The Board of Directors of 888 (the Board) has established four committees: an audit committee, a nominations committee, a remuneration committee and a regulatory and compliance committee. From time to time, separate committees may be set up by the Board to consider particular issues when the need arises.

Audit Committee

The Audit Committee assists the Board in discharging its responsibilities with regard to financial reporting, external and internal audits and controls, including reviewing 888's annual financial statements, considering the scope of annual audit and the extent of non-audit work undertaken by external Auditors, approving 888's internal audit programme, advising on the appointment of external Auditors and reviewing the effectiveness of internal control systems.

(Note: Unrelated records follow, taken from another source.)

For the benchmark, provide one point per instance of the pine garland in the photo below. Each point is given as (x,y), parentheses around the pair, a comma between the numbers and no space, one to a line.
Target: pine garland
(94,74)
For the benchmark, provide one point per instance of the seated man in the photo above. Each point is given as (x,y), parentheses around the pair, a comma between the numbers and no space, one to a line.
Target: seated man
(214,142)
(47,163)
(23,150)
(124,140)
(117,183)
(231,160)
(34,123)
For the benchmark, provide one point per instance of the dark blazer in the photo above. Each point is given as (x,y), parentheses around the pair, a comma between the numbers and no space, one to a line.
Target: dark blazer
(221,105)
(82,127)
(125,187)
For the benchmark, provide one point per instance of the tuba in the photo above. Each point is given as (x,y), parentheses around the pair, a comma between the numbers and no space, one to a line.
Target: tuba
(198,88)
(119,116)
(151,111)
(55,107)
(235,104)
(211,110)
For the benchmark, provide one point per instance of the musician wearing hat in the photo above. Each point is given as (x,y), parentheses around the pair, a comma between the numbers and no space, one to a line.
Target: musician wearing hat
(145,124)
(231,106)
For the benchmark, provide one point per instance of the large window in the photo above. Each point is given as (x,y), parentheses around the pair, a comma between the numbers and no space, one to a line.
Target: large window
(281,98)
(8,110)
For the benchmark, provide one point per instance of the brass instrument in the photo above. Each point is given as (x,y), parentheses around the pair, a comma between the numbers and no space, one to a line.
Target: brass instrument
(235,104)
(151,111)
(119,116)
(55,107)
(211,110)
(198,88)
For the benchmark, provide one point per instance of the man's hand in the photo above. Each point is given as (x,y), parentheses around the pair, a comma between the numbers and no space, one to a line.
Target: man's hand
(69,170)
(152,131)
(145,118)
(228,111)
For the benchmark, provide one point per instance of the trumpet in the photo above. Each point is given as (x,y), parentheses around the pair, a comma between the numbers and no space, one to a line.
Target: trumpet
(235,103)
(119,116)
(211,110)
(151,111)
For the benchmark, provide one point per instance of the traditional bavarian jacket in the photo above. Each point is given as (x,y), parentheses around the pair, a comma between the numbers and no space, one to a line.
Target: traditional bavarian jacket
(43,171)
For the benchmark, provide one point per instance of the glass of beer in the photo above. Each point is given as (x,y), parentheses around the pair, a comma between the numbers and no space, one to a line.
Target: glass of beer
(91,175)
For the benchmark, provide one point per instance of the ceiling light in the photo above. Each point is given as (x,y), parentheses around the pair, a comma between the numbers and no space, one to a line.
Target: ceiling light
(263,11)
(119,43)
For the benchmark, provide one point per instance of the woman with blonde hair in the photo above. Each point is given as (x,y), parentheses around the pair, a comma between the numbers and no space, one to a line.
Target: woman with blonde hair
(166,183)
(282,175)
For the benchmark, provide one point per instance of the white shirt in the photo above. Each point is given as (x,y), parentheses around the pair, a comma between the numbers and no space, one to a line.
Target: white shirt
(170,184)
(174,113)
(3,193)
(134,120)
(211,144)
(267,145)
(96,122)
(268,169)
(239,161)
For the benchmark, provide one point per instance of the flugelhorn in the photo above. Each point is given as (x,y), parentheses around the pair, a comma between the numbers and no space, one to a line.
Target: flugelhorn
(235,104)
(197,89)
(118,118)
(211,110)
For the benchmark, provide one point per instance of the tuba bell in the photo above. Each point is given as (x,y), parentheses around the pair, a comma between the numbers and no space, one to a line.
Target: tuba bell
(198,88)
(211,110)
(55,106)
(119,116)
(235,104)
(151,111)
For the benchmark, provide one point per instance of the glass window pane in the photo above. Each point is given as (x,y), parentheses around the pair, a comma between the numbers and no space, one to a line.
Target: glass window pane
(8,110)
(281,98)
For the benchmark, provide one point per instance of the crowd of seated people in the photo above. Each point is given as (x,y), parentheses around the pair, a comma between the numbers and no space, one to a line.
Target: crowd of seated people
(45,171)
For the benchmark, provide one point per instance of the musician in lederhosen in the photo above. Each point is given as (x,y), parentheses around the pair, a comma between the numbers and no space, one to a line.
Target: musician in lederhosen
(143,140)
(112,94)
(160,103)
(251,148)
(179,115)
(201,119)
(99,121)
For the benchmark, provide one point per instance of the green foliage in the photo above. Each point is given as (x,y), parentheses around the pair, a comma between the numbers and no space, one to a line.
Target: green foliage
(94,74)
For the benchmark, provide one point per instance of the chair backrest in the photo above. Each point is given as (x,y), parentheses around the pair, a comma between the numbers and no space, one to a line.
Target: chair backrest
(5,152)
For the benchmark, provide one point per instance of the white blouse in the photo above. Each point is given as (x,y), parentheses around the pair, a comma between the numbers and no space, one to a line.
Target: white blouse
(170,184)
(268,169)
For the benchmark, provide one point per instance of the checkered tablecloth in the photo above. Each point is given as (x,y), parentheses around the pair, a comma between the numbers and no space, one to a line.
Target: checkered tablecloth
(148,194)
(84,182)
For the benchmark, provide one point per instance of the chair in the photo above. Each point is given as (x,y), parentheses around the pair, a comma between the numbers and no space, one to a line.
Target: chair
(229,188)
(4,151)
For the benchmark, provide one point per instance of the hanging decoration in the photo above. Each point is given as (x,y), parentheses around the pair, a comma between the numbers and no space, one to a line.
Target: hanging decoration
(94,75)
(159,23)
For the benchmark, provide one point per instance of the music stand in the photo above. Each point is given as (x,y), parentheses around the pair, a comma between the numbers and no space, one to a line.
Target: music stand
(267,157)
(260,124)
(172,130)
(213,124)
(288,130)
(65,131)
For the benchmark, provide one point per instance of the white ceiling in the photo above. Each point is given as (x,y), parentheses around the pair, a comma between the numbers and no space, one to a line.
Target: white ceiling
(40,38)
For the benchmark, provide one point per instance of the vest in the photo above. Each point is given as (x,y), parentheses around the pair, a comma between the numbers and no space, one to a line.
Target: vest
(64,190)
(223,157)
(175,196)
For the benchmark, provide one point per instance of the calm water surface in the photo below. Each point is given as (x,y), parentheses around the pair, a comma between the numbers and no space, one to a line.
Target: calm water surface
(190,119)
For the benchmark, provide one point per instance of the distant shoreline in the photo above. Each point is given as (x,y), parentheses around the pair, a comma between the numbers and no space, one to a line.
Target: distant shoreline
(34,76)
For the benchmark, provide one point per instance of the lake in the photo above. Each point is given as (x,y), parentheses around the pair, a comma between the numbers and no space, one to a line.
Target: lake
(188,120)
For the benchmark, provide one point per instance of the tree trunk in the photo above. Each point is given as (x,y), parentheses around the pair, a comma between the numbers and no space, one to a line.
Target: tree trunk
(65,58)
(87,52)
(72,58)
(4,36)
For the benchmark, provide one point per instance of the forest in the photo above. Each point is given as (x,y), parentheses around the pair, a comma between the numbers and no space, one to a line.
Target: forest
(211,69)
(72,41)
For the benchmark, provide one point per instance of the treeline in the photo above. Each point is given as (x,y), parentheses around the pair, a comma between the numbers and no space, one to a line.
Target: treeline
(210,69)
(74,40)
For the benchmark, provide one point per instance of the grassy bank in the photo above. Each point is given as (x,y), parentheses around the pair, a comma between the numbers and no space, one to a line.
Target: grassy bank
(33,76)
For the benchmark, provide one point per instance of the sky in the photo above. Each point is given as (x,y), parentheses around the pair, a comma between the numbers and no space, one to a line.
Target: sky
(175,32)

The Combined Code recommends that all members of the Audit Committee should be Non-executive Directors, all of whom are independent in character and judgement and free from relationships or circumstances which are likely to affect, or could appear to affect, their judgement and that at least one member should have recent and relevant financial experience. The Audit Committee comprises three Independent Non-executive Directors: Brian Mattingley (Chair), Michael Constantine and Amos Pickel. The Board is satisfied that Brian Mattingley has sufficient recent and relevant financial experience to chair the Audit Committee. Normally, by invitation, the Chief Financial Officer and Internal Auditor attend Committee meetings, as can representatives of the external Auditors.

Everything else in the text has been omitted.